De Minister van Volksgezondheid, Welzijn en Sport, H.M. de Jonge

De Minister voor Rechtsbescherming, S. Dekker

TOELICHTING

De brief ‘Perspectief voor de jeugd’ van 20 maart 2020 bevat een aantal voornemens om de organisatie van de jeugdhulp te verbeteren1. Onder jeugdhulp rekenen we hier de jeugdhulp, jeugdbeschermingsmaatregelen en jeugdreclassering.

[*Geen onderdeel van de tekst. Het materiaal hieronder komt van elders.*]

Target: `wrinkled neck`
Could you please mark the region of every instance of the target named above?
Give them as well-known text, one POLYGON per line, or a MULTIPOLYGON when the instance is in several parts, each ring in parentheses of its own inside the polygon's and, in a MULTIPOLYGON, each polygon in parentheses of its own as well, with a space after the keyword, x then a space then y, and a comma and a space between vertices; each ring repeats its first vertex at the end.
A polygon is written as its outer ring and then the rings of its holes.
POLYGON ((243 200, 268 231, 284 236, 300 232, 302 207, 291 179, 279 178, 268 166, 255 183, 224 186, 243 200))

De brief bevat voornemens op het gebied van inhoudelijke zorgvernieuwing, budgetten, organisatie van de zorg en wettelijke regeling van de zorg.

Eén van de opgaven is het versterken van het toezicht op zorg voor de jeugd2. Uit een oogpunt van stelselverantwoordelijkheid is het van belang dat het Rijk vroegtijdig financiële problemen bij instellingen die jeugdhulp bieden, in beeld krijgt. Om de continuïteit van jeugdhulp te bevorderen is het van belang dat er centrale functies van signaleren, voorkomen en opvangen worden georganiseerd. Dit is de kerntaak van de Jeugdautoriteit die in informele setting sinds 2019 functioneert.

Het komt regelmatig voor dat aanbieders van complexe jeugdhulp zich voor financiële problemen zien gesteld3. Vanuit de casuïstiek is duidelijk geworden dat de continuïteit van weinig voorkomende en complexe jeugdhulp in de knel kan komen en daarmee ook de hulp aan kwetsbare kinderen en gezinnen.

Uit de evaluatie van de Transitie Autoriteit Jeugd (dd. 18 december 2019) blijkt dat niet voldoende tijdig en passend geïntervenieerd wordt bij dergelijke situaties. Daaruit blijkt de noodzaak voor een hulpstructuur die bijdraagt aan een goed verloop van de stelselverandering4. Daarom is een onafhankelijk partij nodig die zowel aanbieders als gemeenten kan monitoren om zodoende de continuïteit van zorg te bevorderen.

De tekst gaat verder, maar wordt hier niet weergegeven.